Are you using your car air conditioning wrong? These common mistakes could be leaving you hot and bothered.
Plenty of motorists aren’t using their climate control correctly – this is how to make sure your car stays as cool as possible while the mercury rises
WITH the nation still basking in scorching temperatures, drivers are relying on their air conditioning to give them a break from the heat.
But plenty of motorists could be using their air con wrong, leaving them sweating in the driver’s seat.
With temperatures heating up, drivers will want to get the most out of their air con
Spanish carmaker, SEAT, has revealed some of the most common mistakes drivers make when trying to cool down their vehicle.
From blasting the AC too soon to pointing the jets in the wrong direction, getting your car to the perfect temperature is something of a fine art.
And according to the manufacturer, a hot car can have an impact on drivers’ reaction times.
A cabin with a sweltering 35C temperature can see reaction speed drop by 20 per cent, compared to a cool 25C interior.
Top 5 most common air con mistakes
- Turning the AC on full blast straight away: It’s tempting to turn the air-con on to maximum as soon as you get in the car. But if you don’t open the windows, you’ll just be recirculating hot air. Instead, open the doors and lower the windows for a minute or two before shutting it all up and cranking up the AC.
- Using the air recirculation option: Keeping it on can make the windows fog and reduce visibility, and also make it more difficult to quickly cool the car down. Most cars will have an “Auto’ “option, which can regulate itself to prevent fog while keeping drivers and passengers cool.
- Pointing the air jets toward you: While you may feel colder, pointing the jets at you stops the car getting an even distribution of air. Angling the jets towards the roof lets the cool air spread around the car more effectively and allows it to reach everyone.
- Not turning on the air conditioning in the morning: Some summer mornings might seem cool, but the sun can heat up your car quickly. It’s still a good idea to keep the air con on to prevent windows from fogging up when the outside temperature rises.
- Not performing regular maintenance: Just like the oil, tyres or brake fluid, the air conditioning system needs regular maintenance. Cabin air filters need to be changed every 10,000 to 15,000 miles to make sure they are working properly.
Using the ‘auto’ circulation option can help cool down the cabin quickly.
So it’s even more important Brits get their air con working properly, as we approach another weekend with the mercury expected to reach 30C.
The most common mistake drivers make is turning their climate control up full blast as soon as they get in the car.
But all that does is recirculate the same hot air around your car.

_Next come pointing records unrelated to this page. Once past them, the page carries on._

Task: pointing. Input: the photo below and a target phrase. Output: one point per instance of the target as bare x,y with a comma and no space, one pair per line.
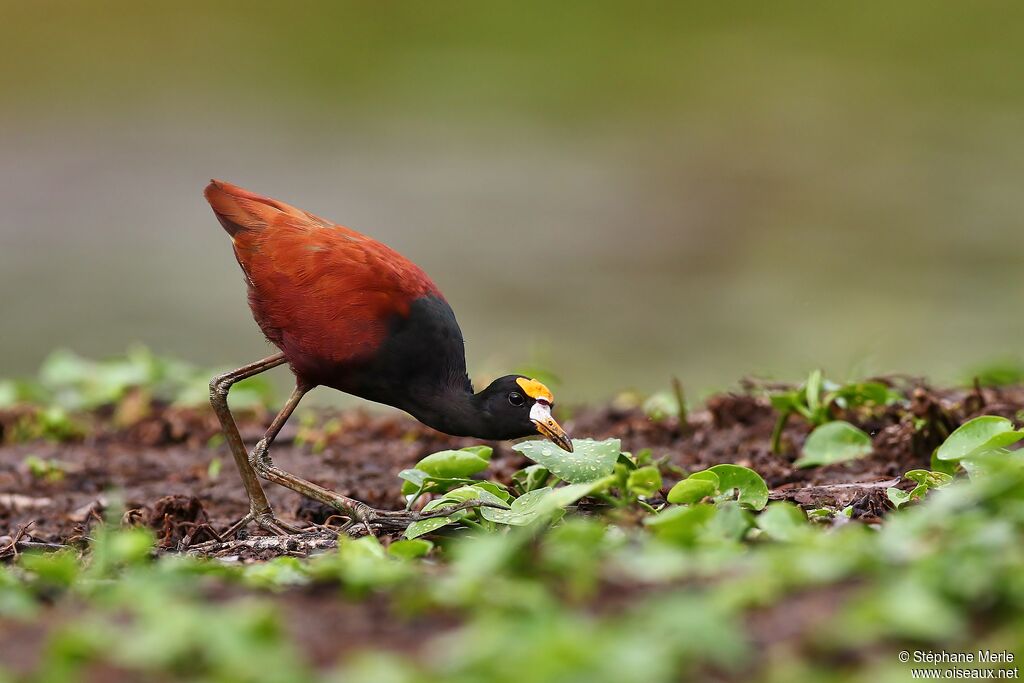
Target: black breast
422,356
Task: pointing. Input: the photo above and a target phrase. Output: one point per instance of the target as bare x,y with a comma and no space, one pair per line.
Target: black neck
455,411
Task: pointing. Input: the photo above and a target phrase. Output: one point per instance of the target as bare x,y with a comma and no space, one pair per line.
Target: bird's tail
240,210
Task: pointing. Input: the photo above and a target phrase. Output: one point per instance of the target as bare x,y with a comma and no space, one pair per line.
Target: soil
158,471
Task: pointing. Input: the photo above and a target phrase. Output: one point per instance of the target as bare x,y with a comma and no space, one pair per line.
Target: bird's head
518,407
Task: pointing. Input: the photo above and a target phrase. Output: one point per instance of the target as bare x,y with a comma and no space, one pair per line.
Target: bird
348,312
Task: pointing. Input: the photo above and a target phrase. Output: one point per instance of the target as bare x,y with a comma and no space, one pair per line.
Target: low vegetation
601,565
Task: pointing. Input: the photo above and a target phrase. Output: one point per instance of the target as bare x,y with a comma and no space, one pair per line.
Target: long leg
259,507
260,461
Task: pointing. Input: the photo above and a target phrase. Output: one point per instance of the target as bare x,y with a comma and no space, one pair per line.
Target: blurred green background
617,191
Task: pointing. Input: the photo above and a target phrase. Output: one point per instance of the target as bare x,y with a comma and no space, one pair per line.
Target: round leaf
410,549
589,461
452,464
691,491
422,526
753,492
979,436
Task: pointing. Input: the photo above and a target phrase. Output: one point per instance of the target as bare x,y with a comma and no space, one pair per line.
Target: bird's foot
265,520
376,521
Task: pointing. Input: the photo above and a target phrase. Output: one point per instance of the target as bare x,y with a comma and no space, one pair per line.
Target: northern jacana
348,312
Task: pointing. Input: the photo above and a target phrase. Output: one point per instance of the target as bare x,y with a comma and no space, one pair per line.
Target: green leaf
463,494
537,505
483,452
898,497
753,492
524,509
590,460
783,521
929,479
835,442
692,491
422,526
645,480
451,464
530,478
681,525
979,436
410,549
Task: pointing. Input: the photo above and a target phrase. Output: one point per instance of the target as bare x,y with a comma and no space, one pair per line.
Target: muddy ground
160,467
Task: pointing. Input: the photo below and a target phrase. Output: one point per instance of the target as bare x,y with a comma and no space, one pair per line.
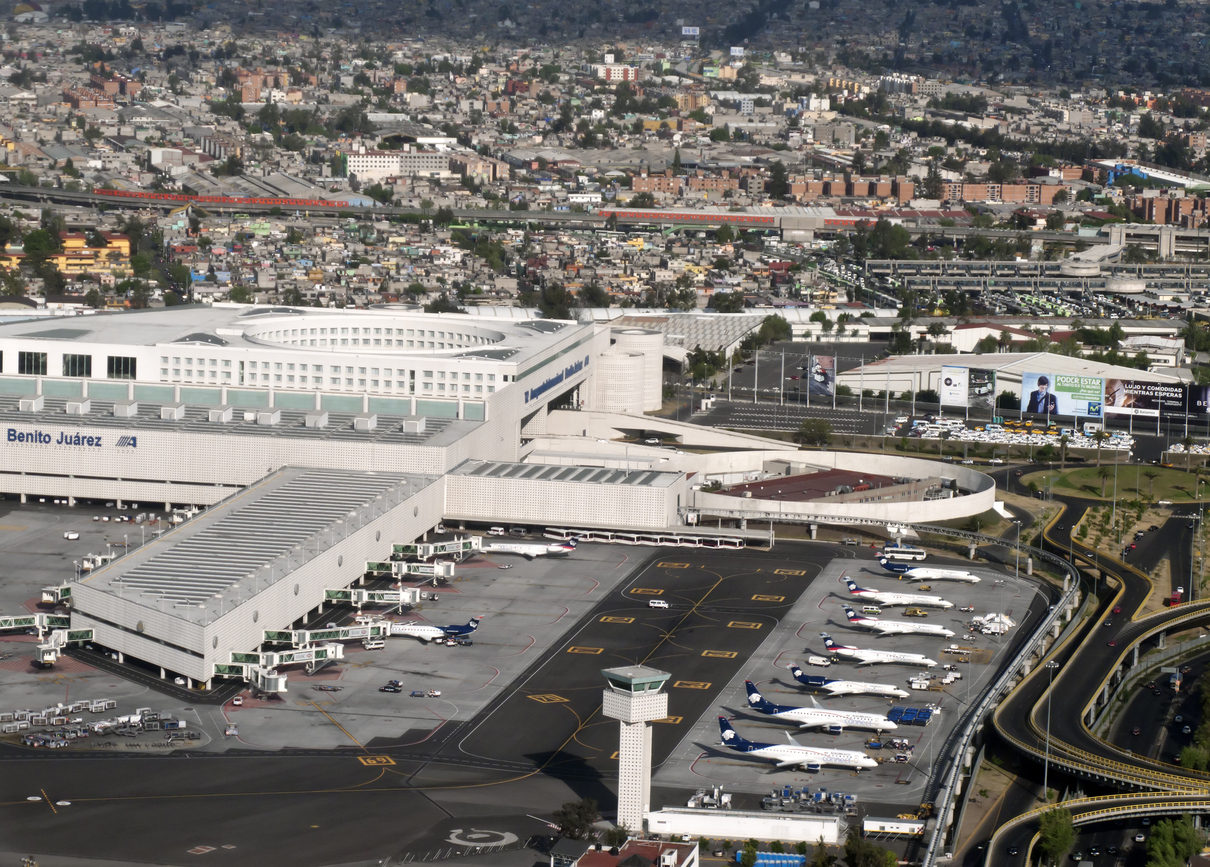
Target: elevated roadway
776,219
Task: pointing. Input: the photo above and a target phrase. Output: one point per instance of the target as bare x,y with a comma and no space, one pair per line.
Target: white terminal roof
1012,365
248,328
209,565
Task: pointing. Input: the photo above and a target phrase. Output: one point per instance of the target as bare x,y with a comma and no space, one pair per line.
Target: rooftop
217,561
294,329
438,432
539,472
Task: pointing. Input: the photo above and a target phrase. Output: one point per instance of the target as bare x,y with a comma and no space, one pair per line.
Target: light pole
1046,768
1017,568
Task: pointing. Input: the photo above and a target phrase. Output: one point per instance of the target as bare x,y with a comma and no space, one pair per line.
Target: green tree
814,432
822,857
1056,832
727,301
778,184
1173,842
576,818
140,264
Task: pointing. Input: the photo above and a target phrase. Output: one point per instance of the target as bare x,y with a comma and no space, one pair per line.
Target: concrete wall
730,466
735,825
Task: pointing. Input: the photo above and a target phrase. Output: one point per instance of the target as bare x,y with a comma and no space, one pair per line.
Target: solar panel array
593,475
293,422
236,544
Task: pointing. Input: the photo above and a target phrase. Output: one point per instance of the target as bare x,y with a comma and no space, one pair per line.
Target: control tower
634,699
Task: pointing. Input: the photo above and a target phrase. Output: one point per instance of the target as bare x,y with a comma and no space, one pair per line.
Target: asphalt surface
721,607
1154,716
536,746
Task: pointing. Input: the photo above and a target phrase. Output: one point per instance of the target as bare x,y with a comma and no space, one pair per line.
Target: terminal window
33,363
78,365
120,368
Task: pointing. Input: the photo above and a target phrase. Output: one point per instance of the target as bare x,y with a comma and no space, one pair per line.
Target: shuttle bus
903,553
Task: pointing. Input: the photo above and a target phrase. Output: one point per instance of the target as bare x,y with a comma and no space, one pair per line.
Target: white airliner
817,716
887,597
896,626
864,657
845,687
559,549
927,572
794,755
427,631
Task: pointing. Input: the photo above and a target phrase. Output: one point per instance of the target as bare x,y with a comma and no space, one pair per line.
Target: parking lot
699,759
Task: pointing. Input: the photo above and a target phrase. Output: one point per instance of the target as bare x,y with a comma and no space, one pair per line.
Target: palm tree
1151,479
1099,437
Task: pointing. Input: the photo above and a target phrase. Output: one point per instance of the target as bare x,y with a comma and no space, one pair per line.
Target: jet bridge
55,594
401,570
361,597
303,637
426,550
260,668
39,622
50,651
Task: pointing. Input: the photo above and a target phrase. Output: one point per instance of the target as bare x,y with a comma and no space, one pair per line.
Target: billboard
1198,399
974,387
1062,394
1138,398
955,386
981,388
823,376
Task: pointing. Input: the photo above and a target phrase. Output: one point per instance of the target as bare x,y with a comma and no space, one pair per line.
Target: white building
379,165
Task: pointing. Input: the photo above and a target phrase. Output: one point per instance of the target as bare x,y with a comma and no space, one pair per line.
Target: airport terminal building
322,439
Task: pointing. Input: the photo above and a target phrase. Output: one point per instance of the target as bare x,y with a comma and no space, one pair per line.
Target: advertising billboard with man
1150,399
1059,394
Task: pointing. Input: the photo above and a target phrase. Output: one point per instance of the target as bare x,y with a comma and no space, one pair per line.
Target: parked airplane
887,597
864,657
845,687
427,631
793,753
927,572
897,626
817,716
559,549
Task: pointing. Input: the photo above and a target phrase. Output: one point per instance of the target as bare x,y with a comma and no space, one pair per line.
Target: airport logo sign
68,439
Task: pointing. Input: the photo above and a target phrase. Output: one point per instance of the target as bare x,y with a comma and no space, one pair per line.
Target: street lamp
1017,568
1046,768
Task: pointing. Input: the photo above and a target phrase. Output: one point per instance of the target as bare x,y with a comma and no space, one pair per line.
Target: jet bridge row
426,550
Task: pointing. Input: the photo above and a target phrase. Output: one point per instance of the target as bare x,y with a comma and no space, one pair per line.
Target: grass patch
1169,483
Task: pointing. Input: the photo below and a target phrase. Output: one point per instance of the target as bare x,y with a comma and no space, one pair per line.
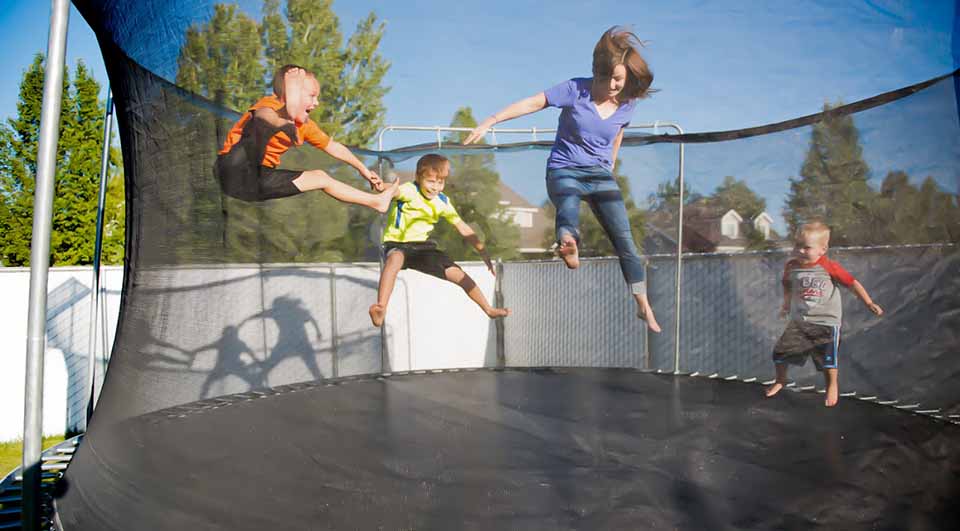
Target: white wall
430,324
65,363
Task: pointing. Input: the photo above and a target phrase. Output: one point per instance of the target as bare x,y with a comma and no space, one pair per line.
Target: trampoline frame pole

The quickest way to get it cool is to open doors and windows for a minute while the systems gets started, then close the car up and turn your air con to the coldest setting.
Pointing air vents towards the roof is the best way to lower the temperature inside
And drivers who point the jets directly towards themselves could actually be making the rest of the car hotter.
Pointing jets towards the roof lets cool air spread around the cabin, and lowers the overall temperature for everyone in the car, rather than cooling off just one person.
Drivers who keep the air recirculation option switched on will also find it more difficult to quickly cool down their car.
Using the “auto” option will mean your cabin holds onto cool air, but circulates enough outside to make sure your windows don’t fog up.
Keeping up regular maintenance on your air conditioning will also make sure your system is working to its full capacity when you need it most.
Angel Suarez, an engineer at the SEAT Technical Centre, said: “Open the doors and lower the windows for a minute before turning on the air conditioning to naturally lower the temperature in the interior.”
“If rear passengers say they can’t feel the cool air, then the nozzles could be set incorrectly.
“It isn’t a matter of temperature, but in which direction the air is flowing inside the car.
The nozzles should be pointing upwards, not towards peoples’ faces.
“Then the air flows all around the interior of the car and reaches every passenger consistently.”